Regular Expressions in VBA?


R

Rob

All,

I have a very useful report I get weekly (text document) that is in a very
un-useful format... It gives me information on all my personnel (hundreds of
folks) in a "justified" format. I want to import the information I need
from each individual into excel (CSV file) so I can manipulate the data or
search, etc... In the end, I'll probably use Access - but I still have the
same problem.

The easiest way I know to grab the information I need is using Regular
Expressions to parse through each line of the report.

I "use-ta-could" in PERL, or I could teach myself using C#.

I really would like to write the code using VBA because I'm starting to feel
comfortable with the language and I've created about a dozen routines that I
use in Word/Excel/PowerPoint. I'd like to continue becoming more proficient.

Any help putting me in the right direction would be greatly appreciated.

Rob F
 
Ad

Advertisements

H

Harlan Grove

Rob said:
The easiest way I know to grab the information I need is using Regular
Expressions to parse through each line of the report. ....
I really would like to write the code using VBA because I'm starting to
feel comfortable with the language and I've created about a dozen routines
that I use in Word/Excel/PowerPoint.

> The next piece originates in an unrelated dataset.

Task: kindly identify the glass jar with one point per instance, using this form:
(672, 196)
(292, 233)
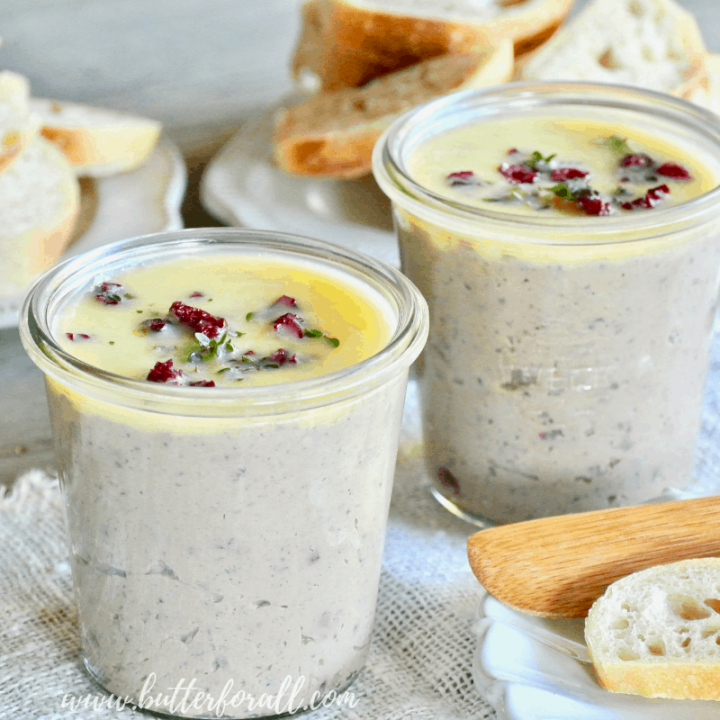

I'd like to continue becoming more
proficient.
....

VBA itself doesn't have regular expressions, but since you mention C#, it's
a fair bet you're using Excel under Windows. If so, you almost certainly
have Windows Script Host installed, in which case you could use
VBScript/VJScript regular expressions.

The documentation is available online from MSDN. They used to have it in a
downloadable form, but who knows whether that's still available.

As for how to use it, see

http://groups-beta.google.com/group/microsoft.public.excel.worksheetfunctions/msg/9fc5c9457939edb5
 
G

Guest

Hi Rob,
If the file is a text file and it is regularly separated, you should be able
to simply open it in Excel. YOu will be taken to various screens and
alternatives to decsribe the data layout. I am not sure what you mean by
"justified", but Excel and open many formats. Comma, tab, space, etc. You may
have to play around with the opening of it to find the right method that fits
your data, but I expect it will open and be useful.
 
R

Rob

David,

When I say "justified," I mean it's a database report that is justified to
the screen (fields are arranged to fit the screen -- like a justified form
in ACCESS):

Name: Joe Blow SSN: 987-65-4321 Home Phone: (850) 555-1234
Start-Date: 12/25/2004 Occupation: Dead beat DOB: 01/01/1986
Education: Graduated from 6th Grade
address, etc...

With Regular Expressions, I can grab a line, parse the data I want ("Joe
Blow", "(850) 555-1234") and insert into a new csv file/database/etc. I
used to do it all the time in PERL, but I haven't used the language in 2 - 3
years. I can learn to do it in C#, but then I have the same problem -- I
will have to ensure every machine can run PERL or C#, and I will have to
train every user (sometimes it's easier to teach a monkey to fly).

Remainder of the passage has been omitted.